A leaked report compiled by international investigation agency Kroll identified 20 UK limited partnerships (LPs) – 19 of them based in Scotland – which it believes were involved in the fraud, which allegedly emptied three of Moldova’s leading banks of almost all their funds.

It claimed that one company was registered at a rundown flat in the Pilton area of Edinburgh, while Moldovan National Bank records accessed by Kroll show that the equivalent of $498m in loans was transferred to three Scottish limited partnerships.

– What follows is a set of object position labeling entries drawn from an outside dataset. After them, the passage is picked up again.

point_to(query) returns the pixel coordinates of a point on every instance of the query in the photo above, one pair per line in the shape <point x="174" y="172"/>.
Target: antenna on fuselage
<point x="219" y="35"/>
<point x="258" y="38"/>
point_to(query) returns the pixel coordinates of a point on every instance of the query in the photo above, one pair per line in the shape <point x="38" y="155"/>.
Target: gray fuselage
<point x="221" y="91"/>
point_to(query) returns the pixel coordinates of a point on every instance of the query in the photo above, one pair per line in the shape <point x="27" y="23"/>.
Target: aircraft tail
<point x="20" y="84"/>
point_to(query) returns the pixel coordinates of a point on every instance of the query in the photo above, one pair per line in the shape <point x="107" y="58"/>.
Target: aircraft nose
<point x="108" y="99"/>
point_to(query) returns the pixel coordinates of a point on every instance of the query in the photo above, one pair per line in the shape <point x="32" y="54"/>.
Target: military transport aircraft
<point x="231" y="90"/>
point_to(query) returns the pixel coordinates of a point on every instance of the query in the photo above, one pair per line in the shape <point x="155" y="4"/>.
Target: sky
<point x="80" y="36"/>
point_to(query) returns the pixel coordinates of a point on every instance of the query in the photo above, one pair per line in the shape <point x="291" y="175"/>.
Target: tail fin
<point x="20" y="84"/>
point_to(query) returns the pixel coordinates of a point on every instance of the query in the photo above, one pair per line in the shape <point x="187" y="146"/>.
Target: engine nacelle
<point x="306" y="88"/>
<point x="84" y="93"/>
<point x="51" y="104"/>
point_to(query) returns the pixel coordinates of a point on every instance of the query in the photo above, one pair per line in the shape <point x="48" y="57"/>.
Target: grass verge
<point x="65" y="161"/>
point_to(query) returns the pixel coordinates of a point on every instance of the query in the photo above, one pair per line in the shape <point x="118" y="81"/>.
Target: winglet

A spokeswoman for Kroll refused to comment on the content of the report – prepared on behalf of the National Bank of Moldova in April and leaked by the speaker of the Moldovan parliament, Andrian Candu –but told The Scotsman that it had made links between Scottish limited partnerships and a number of fraud investigations in recent years.

The number of LPs in Scotland has more than doubled from just over 6,000 to nearly 15,000 since 2009 – more than the 13,192 registered in the rest of Britain. Unlike companies, LPs do not need to file publicly available annual returns or accounts.

The $1bn that vanished from the Moldovan banks represents an eighth of the former Soviet republic’s gross domestic product. Moldova is the poorest country in Europe with problems including a breakaway republic within its borders which aligns itself with Russia and a huge brain drain which has seen the majority of its young people leave for western Europe.

The leaked study claimed that the money was deposited in a Latvian bank and has since been acquired by another Scottish limited partnership, Fortuna United LP. The total sum owed to Fortuna United is $1bn – the same as the complete proceeds of the alleged Moldovan bank fraud. Fortuna shares its Pilton address with 420 other companies, including 258 other LPs. Another company, Tennant Shipping, based on South Bridge, Edinburgh, is also mentioned in the report.

Scottish Labour’s justice spokesman Hugh Henry said: The UK Government must consider whether the law covering limited partnerships needs to be tightened and whether it is being abused by criminals.

“Police Scotland and the Crown Office should investigate to determine whether there is industrial-scale money-laundering going on.

He added: “Not only could this embarrass Scotland and diminish our reputation for financial probity but if we have poor countries being ripped off and we become a conduit for the money then it would be morally and ethically indefensible.”

A spokeswoman for Kroll said: “We cannot comment on the detail of investigations undertaken for its clients, which are invariably strictly confidential. As such we are unable to comment on the content of the report prepared by Kroll for the National Bank of Moldova.”